In the midst of building craze, real estate speculation, summer people, and new banya, Baba S. was living the traditional life of a subsistence farmer, eating nothing other that what her garden yielded, and laboring all summer simply to produce food for the winter. My offers to help her with her work were declined: “Styefko, your work is to swim and to rest and to write and to photograph.” So, snacking on tomato salads and roasted peppers and sipping rakia (“Styefko, my rakia is pure, distilled without sugar; rakia with sugar makes the head hurt, it is only fit for treating uninvited visitors”), I watched Baba S. pad barefoot through the garden and work endlessly — pruning tomato plants, separating seeds from radish plants, roasting peppers, crushing tomatoes, and boiling hundreds of bottles of homemade tomato juice — pausing only for a moment of gossip or to stare hawk-like at the comings and goings of neighbors and summer people.

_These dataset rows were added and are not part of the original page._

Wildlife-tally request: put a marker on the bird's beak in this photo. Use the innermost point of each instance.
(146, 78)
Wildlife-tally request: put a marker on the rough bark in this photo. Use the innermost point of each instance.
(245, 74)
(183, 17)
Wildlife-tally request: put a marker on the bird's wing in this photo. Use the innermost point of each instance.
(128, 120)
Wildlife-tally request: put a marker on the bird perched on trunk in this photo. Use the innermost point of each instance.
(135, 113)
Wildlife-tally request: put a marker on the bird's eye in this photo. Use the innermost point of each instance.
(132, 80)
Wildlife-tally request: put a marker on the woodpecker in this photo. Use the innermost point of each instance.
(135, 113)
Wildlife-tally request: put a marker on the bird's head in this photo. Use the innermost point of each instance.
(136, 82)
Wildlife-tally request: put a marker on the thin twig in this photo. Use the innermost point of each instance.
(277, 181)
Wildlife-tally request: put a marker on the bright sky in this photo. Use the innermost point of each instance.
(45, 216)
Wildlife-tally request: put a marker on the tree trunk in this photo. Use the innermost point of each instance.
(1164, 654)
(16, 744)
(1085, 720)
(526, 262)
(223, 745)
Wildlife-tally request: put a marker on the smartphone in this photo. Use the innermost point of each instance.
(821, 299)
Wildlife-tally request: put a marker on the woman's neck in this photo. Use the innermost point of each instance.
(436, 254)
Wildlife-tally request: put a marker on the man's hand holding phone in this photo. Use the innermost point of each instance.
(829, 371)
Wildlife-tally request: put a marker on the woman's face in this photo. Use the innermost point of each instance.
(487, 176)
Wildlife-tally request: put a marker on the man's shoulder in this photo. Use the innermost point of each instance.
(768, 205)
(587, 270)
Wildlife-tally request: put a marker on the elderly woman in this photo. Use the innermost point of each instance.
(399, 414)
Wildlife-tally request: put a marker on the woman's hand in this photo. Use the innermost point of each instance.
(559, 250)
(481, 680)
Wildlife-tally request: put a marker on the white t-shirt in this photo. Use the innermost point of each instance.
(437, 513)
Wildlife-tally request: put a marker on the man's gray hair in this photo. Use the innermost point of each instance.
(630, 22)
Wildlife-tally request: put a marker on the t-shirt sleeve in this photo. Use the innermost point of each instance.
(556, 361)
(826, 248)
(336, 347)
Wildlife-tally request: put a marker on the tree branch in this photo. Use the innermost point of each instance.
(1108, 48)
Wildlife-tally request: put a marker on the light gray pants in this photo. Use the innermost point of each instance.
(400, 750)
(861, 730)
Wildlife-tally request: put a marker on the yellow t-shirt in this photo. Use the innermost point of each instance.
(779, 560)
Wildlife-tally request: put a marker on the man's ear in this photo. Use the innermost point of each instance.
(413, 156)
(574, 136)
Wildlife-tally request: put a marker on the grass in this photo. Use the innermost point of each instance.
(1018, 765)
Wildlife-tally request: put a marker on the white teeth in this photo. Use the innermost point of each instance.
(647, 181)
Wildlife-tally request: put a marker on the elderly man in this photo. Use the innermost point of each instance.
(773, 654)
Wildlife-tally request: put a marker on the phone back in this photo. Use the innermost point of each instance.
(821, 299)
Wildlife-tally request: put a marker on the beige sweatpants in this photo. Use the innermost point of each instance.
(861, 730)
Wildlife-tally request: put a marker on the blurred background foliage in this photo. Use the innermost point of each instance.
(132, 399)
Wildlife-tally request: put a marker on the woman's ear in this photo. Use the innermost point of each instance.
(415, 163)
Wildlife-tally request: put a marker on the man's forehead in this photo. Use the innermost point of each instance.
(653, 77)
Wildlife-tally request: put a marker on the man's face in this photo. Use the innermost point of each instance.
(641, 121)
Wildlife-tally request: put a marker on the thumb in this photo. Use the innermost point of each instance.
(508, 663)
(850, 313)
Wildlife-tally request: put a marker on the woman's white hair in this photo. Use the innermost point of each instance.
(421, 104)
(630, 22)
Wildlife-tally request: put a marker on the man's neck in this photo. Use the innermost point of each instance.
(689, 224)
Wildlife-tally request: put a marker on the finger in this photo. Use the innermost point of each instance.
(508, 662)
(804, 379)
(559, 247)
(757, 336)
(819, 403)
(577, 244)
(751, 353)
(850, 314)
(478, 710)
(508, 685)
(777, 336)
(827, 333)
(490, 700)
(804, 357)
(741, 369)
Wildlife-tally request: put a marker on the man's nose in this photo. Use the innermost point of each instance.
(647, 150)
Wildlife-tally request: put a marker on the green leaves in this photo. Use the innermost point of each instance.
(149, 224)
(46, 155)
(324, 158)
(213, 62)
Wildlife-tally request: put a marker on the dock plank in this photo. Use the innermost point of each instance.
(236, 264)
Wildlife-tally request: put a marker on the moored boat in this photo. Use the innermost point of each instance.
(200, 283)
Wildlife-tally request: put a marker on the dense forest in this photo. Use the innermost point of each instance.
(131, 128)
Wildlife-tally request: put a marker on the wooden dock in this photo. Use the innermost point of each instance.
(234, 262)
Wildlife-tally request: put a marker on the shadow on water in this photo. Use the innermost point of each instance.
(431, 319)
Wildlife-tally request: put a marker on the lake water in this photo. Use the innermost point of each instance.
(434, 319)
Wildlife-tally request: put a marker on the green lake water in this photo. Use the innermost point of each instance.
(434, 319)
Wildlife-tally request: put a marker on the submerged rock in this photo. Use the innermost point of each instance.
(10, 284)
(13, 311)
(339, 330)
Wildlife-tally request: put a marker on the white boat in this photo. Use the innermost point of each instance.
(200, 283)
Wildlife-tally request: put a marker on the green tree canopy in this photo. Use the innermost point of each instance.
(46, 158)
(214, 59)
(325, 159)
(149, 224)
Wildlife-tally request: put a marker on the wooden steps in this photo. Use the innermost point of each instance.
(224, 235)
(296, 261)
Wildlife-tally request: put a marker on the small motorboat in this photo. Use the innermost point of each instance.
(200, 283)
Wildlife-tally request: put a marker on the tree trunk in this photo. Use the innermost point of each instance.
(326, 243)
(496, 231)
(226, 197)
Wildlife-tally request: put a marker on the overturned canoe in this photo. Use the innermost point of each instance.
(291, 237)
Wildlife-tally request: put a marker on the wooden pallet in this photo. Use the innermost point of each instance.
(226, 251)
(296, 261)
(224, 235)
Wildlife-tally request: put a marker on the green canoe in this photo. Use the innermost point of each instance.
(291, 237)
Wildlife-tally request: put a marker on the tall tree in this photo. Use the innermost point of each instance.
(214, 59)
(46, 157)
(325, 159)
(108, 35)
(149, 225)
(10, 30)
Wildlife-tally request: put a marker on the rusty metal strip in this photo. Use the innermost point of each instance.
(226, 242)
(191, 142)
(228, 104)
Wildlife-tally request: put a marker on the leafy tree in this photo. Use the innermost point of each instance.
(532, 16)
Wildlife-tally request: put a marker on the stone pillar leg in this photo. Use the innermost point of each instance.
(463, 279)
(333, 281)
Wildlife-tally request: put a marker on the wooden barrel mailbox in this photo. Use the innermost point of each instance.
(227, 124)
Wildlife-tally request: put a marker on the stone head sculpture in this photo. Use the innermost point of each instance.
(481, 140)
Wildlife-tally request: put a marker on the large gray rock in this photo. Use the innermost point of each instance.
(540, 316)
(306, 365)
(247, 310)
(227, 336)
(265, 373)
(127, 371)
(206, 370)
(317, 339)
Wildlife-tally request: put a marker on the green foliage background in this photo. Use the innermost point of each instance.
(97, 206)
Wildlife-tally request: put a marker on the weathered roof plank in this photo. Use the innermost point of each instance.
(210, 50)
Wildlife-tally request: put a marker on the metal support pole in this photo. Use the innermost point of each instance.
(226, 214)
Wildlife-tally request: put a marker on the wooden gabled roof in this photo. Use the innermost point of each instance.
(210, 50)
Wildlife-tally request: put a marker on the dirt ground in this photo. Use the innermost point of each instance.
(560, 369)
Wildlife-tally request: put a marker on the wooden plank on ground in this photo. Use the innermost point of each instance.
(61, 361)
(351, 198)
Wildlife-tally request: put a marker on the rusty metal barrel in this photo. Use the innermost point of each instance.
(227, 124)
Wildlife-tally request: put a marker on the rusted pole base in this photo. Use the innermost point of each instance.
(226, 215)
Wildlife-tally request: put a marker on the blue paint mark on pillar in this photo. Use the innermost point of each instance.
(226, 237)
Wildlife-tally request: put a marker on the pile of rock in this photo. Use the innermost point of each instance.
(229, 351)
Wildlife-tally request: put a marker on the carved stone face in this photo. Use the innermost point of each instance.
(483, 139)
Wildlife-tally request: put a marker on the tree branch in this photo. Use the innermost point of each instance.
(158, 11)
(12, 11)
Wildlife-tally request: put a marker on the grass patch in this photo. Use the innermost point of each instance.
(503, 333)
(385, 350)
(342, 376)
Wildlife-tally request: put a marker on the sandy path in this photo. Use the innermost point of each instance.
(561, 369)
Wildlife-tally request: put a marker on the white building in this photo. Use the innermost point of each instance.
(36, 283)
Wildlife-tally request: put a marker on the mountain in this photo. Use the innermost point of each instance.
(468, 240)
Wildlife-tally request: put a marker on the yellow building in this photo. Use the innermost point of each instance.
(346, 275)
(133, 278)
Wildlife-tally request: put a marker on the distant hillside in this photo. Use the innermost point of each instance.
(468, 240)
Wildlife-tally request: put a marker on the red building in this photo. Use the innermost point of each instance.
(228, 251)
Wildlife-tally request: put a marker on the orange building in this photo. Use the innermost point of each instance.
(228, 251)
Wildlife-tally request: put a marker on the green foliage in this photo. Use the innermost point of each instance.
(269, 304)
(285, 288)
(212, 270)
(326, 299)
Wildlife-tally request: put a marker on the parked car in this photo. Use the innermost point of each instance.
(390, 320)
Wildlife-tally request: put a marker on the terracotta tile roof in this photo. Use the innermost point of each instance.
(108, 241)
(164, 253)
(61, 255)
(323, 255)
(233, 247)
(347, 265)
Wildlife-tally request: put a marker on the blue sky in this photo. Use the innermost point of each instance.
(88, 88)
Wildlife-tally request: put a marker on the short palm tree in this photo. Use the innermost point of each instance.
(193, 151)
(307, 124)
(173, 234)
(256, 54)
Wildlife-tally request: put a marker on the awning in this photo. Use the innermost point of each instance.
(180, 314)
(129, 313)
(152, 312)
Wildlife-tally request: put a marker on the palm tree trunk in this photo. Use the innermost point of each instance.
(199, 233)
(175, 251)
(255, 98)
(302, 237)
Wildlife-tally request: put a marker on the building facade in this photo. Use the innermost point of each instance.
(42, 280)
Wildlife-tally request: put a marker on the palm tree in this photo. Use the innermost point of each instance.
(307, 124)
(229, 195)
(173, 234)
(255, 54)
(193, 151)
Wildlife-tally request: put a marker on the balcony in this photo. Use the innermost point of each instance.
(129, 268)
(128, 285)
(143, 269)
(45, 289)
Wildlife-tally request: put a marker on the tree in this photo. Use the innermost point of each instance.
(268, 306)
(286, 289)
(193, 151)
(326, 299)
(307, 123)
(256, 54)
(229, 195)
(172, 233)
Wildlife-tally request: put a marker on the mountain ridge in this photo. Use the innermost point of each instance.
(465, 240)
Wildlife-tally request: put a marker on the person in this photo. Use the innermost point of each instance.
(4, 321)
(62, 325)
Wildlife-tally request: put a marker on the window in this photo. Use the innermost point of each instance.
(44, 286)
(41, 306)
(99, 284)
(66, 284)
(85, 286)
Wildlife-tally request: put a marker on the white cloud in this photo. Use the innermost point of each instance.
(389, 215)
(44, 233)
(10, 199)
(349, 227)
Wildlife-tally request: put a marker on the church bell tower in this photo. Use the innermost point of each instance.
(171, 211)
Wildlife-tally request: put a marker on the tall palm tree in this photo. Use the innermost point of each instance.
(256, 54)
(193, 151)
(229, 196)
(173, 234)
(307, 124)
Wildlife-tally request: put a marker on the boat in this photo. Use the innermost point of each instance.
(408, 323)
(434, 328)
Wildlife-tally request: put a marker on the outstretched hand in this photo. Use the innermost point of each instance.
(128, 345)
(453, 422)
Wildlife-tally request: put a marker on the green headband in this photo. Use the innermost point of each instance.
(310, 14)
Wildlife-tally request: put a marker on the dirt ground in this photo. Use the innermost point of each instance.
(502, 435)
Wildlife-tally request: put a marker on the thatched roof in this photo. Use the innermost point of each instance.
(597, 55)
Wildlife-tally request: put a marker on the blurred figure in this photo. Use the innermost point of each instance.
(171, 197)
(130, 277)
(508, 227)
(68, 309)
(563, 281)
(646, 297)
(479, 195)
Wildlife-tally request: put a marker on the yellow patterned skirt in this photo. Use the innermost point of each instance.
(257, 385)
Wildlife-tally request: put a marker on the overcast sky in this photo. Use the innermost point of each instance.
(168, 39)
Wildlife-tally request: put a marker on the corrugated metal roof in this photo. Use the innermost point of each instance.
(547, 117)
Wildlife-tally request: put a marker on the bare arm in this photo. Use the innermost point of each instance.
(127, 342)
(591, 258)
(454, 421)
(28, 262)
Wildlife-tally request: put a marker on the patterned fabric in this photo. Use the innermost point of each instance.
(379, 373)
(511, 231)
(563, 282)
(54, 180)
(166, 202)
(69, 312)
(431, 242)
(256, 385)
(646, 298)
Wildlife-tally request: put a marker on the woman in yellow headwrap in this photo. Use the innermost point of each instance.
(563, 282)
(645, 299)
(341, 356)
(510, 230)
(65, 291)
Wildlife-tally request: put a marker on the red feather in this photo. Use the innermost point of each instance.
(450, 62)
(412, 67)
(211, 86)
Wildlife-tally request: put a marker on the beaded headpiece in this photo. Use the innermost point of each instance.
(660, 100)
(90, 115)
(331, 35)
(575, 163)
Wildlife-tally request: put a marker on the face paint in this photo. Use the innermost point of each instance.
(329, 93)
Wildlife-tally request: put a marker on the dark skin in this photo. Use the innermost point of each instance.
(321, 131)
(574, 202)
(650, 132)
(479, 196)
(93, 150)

Ovid may have described Baba S.’s ancestors as frightening, marauding warriors, but in Baba S.’s garden peace and a higher form of spirituality reigned. For someone frazzled by urban life, the garden was an ashram in which to learn the secrets of inner calm. Baba S. worked task-by-task, concentrating on one thing at a time, putting no task, no matter how tedious, aside until it was finished. And all was done in silence, only the sound of the wind was to be heard; no music played and no television blared. (“Styefko, go look inside it,” said Grandmother S. referring to her doily-bedecked ancient television, maybe one of the lamps is broken.”)
Tonight I write from my desk in Sofia. I am frantically “multitasking” — switching back and forth between writing, internet, telephone, and packing for a work trip. Only a fading suntan, a glass of Baba S.’s rakia, and a plate of her preserved peppers remain to remind me of the village of K. The last of the summer people have probably left by now and the construction of villas stopped until next season. Only the old people remain. I will miss the sea and the landscape of the north, the sound of the wind, the peace of Baba S.’s garden, and the presence of someone calmly working on one task at a time. “What will you do this winter?” I had asked Baba S. while I prepared for the long drive back to Sofia. “I will stay here alone and rest for next summer,” she replied, “there is no one else to feed the chickens.”
I’ll return next summer to savor the eggs.